By Russell Schwager, Director of Engineering, Advertising Platform, Jumptap
Recently, I’ve been delving a bit further into the features and functionality of Apple’s Passbook. Overall, I think the tool has tremendous potential and leverages m-commerce in a unique way. However, I’m beginning to see articles predicting the death of the tool, which – based on my initial experience – I can understand. In my first test of the tool, I attempted to add passes for a large drug store chain and national rail service. Both required me to download their app and interact with it. In the case of the drug store pass, I needed to log-in to the account, take a picture of my rewards card and verify the account with my zip code and date of birth. Unfortunately, upon data entry completion, the process failed. Even after a phone call to the company, I was not able to add my card. In the case of the national rail service, I could not turn any purchased tickets into Passbook passes without logging into the brand’s app first. Unfortunate, considering the app itself offers less value.
The practice of using the app to distribute passes is unneeded in a lot of cases. iOS allows for passes to be put into the Passbook through email, app or web. A better use case with the national rail service brand would be to include a link for the pass in the confirmation email much like Webex or Eventbrite for Outlook calendar entries. Two companies who are maximizing Passbook and seamlessly integrating it into their apps are American Express and Starbucks. Both companies have built engaging apps that allow users to easily upload reward cards.
With this mind, I’ve compiled the top five tips for companies looking to integrate with Apple’s Passbook:
- Keep it simple. Many iPhone users are not yet familiar with Passbook functionality, so keep your integration simple from the start.
- Think like a user. Prior to setting your Passbook functionality live, walk yourself through each and every step of the process to ensure the most positive consumer experience.
- Don’t force it. Determine whether app distribution makes sense for your Passbook pass. If it doesn’t, don’t force it. Consumers won’t be satisfied with a round peg in a square hole.
- Assess your building materials. Determine whether building your Passbook functionality from scratch or using the existing ecosystem makes the most sense. You don’t always need to reinvent the wheel.
- Track and measure. There are multiple ways to track Passbook interactions, so don’t miss out on the opportunity.

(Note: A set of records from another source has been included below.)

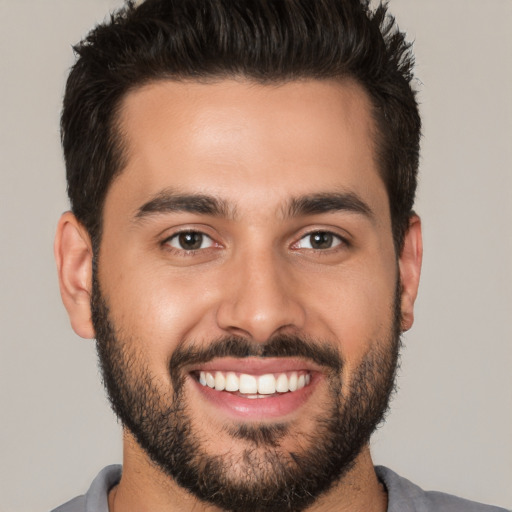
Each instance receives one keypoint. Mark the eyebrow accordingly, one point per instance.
(170, 201)
(315, 204)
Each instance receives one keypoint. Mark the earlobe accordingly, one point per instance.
(73, 255)
(410, 269)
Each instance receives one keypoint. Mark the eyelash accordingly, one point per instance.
(337, 239)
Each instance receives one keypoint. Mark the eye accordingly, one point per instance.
(319, 240)
(190, 241)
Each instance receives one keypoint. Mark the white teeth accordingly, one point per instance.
(248, 384)
(210, 380)
(282, 383)
(232, 382)
(254, 386)
(292, 382)
(220, 381)
(266, 384)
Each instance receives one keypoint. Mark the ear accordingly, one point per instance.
(410, 269)
(73, 255)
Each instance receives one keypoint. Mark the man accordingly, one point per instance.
(242, 246)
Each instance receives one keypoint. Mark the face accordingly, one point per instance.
(246, 301)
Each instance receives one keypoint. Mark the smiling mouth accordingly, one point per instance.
(255, 386)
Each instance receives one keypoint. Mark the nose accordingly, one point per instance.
(260, 298)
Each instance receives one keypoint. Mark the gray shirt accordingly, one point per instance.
(403, 496)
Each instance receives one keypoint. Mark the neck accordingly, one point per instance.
(144, 488)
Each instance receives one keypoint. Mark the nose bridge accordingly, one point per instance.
(260, 298)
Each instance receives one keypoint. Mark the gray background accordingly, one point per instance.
(451, 422)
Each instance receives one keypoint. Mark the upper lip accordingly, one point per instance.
(257, 365)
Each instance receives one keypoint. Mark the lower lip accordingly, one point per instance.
(275, 406)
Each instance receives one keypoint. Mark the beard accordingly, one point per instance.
(264, 477)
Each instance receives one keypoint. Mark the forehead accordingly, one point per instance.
(247, 142)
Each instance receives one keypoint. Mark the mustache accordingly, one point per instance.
(239, 347)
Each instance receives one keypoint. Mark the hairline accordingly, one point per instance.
(120, 141)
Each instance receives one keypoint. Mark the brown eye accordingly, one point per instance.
(190, 241)
(319, 240)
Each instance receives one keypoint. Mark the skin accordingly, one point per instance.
(255, 147)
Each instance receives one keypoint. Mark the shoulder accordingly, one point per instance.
(96, 498)
(75, 505)
(404, 496)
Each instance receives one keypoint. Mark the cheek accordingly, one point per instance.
(155, 304)
(356, 306)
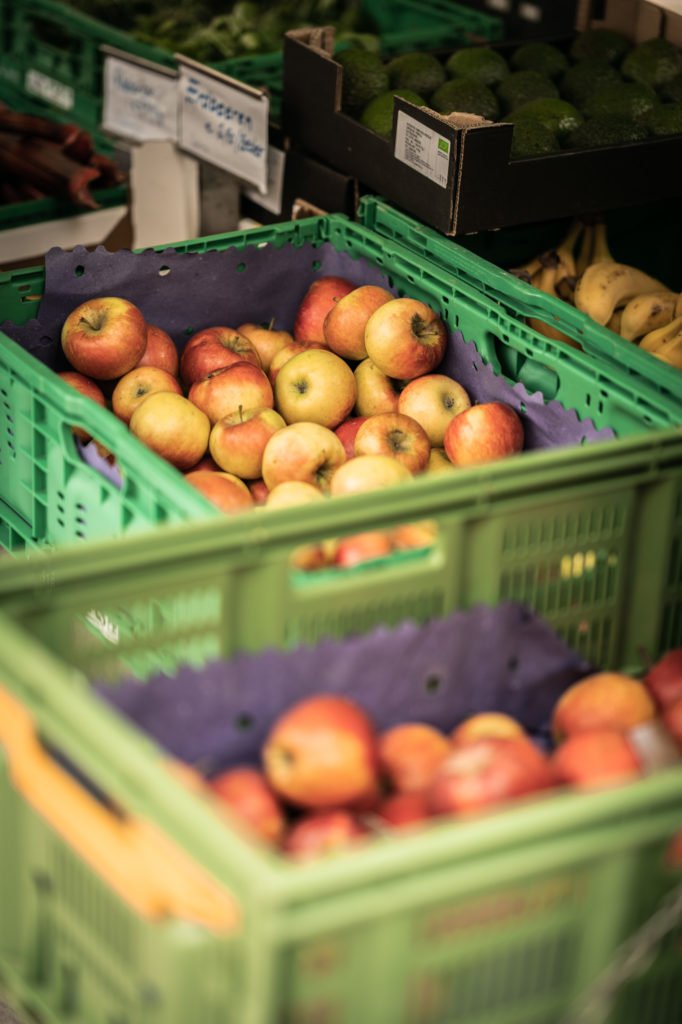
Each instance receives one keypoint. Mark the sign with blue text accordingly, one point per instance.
(140, 98)
(223, 121)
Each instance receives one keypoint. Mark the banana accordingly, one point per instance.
(666, 343)
(646, 312)
(606, 285)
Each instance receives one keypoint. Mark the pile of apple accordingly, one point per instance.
(348, 401)
(329, 779)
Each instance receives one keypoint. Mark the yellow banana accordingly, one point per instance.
(607, 285)
(645, 313)
(666, 343)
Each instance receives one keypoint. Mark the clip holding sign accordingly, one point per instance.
(223, 121)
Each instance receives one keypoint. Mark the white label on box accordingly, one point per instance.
(423, 148)
(272, 199)
(224, 122)
(37, 84)
(140, 101)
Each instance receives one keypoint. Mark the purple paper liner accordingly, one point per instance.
(502, 658)
(184, 292)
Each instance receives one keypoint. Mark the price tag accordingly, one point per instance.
(223, 121)
(140, 98)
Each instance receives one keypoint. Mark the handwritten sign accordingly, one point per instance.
(223, 121)
(140, 98)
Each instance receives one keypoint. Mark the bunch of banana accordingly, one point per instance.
(615, 295)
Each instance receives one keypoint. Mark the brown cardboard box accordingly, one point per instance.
(455, 172)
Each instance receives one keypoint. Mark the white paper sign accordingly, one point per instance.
(224, 122)
(140, 99)
(423, 148)
(272, 199)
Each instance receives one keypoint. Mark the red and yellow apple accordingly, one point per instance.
(134, 387)
(321, 753)
(406, 338)
(315, 387)
(396, 435)
(344, 324)
(433, 400)
(104, 337)
(375, 391)
(238, 441)
(225, 391)
(305, 452)
(173, 427)
(483, 433)
(160, 351)
(320, 297)
(213, 348)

Set your goals from the start and leverage the tools that help map back to them.
For most brick and mortar stores, the ability to engage a customer as they walk in the door via mobile has been a constant, though difficult, goal. Passbook offers a helping hand by messaging users upon store entry and providing push notifications within the pass background. The opportunity for user engagement is huge, but it’s up to the brand to ensure consumer experience and integration.